Twigs from an old branch we collected in the fall was used for some of the snowmen legs and arms. We love to collect branches, barks, sticks, pinecones, leaves, and all the nature bits within our region.
Playing outdoors in the snow can be exhausting. When the children in my home daycare are finished with outdoor play, usually, it is time for us to eat lunch, read books, and then nap. To help their outdoor loving souls, I usually prepare lunch ahead of time – just a little warm up, and we are good. Or I may make some sandwiches after my gym workout in the mornings.
What else did they do in the snow?
One of my children loves rocks, and she loves to color, paint and brush snow off the rocks – here she is carrying some from the creek. We have a dry creek in our backyard which provides a sensory pad for all the children.

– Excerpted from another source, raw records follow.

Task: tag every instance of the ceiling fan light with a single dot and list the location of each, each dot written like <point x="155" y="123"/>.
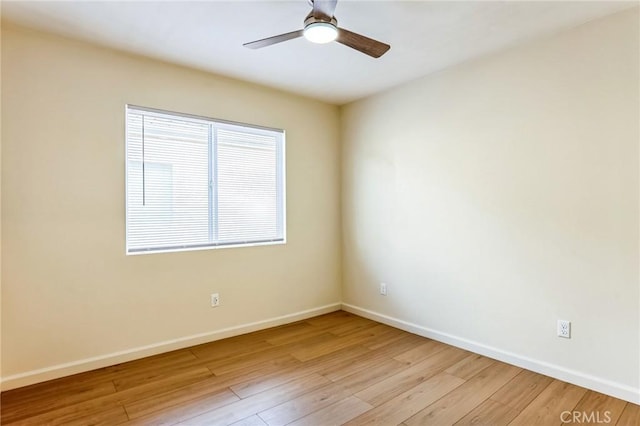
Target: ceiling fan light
<point x="320" y="32"/>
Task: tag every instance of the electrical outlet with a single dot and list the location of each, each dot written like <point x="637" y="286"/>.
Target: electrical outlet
<point x="215" y="299"/>
<point x="564" y="329"/>
<point x="383" y="289"/>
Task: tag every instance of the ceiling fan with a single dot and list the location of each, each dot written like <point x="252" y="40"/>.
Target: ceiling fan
<point x="320" y="26"/>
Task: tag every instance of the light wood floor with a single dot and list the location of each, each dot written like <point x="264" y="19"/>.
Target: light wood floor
<point x="329" y="370"/>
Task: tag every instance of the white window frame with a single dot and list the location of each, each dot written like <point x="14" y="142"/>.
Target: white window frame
<point x="216" y="124"/>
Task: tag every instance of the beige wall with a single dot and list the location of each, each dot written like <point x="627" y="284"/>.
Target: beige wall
<point x="69" y="292"/>
<point x="501" y="195"/>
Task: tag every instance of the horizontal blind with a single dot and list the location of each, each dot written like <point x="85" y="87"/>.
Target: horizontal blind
<point x="247" y="186"/>
<point x="194" y="183"/>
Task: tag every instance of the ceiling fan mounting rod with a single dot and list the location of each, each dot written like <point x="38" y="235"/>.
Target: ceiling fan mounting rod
<point x="310" y="19"/>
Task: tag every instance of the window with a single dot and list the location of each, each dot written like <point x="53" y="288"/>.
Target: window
<point x="194" y="183"/>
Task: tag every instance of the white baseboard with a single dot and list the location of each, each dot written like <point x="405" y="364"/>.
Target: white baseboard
<point x="80" y="366"/>
<point x="588" y="381"/>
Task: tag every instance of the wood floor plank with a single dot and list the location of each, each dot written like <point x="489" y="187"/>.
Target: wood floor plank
<point x="320" y="365"/>
<point x="93" y="406"/>
<point x="410" y="377"/>
<point x="175" y="414"/>
<point x="254" y="420"/>
<point x="15" y="412"/>
<point x="418" y="353"/>
<point x="456" y="404"/>
<point x="307" y="352"/>
<point x="303" y="405"/>
<point x="336" y="414"/>
<point x="374" y="373"/>
<point x="489" y="413"/>
<point x="596" y="408"/>
<point x="410" y="402"/>
<point x="469" y="366"/>
<point x="630" y="416"/>
<point x="114" y="415"/>
<point x="522" y="389"/>
<point x="254" y="404"/>
<point x="547" y="407"/>
<point x="173" y="397"/>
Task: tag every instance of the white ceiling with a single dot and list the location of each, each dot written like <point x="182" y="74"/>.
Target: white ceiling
<point x="425" y="36"/>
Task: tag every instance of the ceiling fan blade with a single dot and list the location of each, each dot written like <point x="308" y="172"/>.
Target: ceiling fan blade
<point x="274" y="40"/>
<point x="361" y="43"/>
<point x="324" y="8"/>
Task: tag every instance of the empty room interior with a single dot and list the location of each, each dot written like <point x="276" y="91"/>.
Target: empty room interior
<point x="320" y="212"/>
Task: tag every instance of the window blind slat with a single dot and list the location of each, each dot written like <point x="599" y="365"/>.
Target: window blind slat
<point x="170" y="162"/>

Do you allow the children to play outdoors, even in the snow, when it’s uncomfortable for you? During my consulting sessions, I have interacted with providers who are not there yet – some venture outdoors when the weather is warm, mild but not when it’s raining, snowing, or below 50 degrees Fahrenheit. And I understand! I understand the work it takes to prepare the children for the outdoors. I understand how laboring it can be, especially if you have a mixed age group, as I’ve had in the past. In the past, I had infants all the way to school agers. When children have different sleep schedules, it can be daunting. If you work by yourself as I do, it can pose significant challenge. For those providers who work with others, I beg of you to take shifts and share the outdoor experience. Can you and your assistant work something out? The person who likes the winter and the outdoors can you be responsible of taking the children outdoors. How about a trade for those who love the summer heat or sandbox play? Or how about the person who loves to feed the infants? Can that person take care of the children while another takes care of the nature children – the ones who love the mud, water, and snow?
Now what are some benefits of the outdoors? Here is an article from Community Playthings that may offer you some support. I often comment about the smell of winter, which is not the same as Spring, Summer, or Fall. The sounds of winter are different, and this year our birds have been very active. During our snowfall, we witnessed birds in flight, playing, and eating – and is a different scenery on minus degree days.
Here are some authors who have influenced my practice.
- Have you read the book Last Children in The Woods by Richard Louv? If not, I recommend having this book on your shelf, not just as a trophy but as a reference guide, one you read from cover to cover with lots of sticky notes and highlights. Richard Louv also refers to nature as Vitamin N.
- Scott Sampson book is one of my other favorites.
- David Sobel, he has written many books about the outdoors and its benefits to all but especially to young children, and my philosophy is drawn his practice.
- Parker Palmer has influenced my heart and reflection. Read an article here. If you like what you read, I encourage you to look more into his books
I encourage my fellow home childcare professionals, my home based educators, my home daycare providers, and those working with mixed age children / multi aged children of different families – those who are walking in the trenches daily -please think of mental preservation – ways to slow down and help your sanity. Take small steps to change your teachers heart, and landscape. Do what feels COMFORTABLE to you, not what social media is pushing, but please take time to find your happy moments.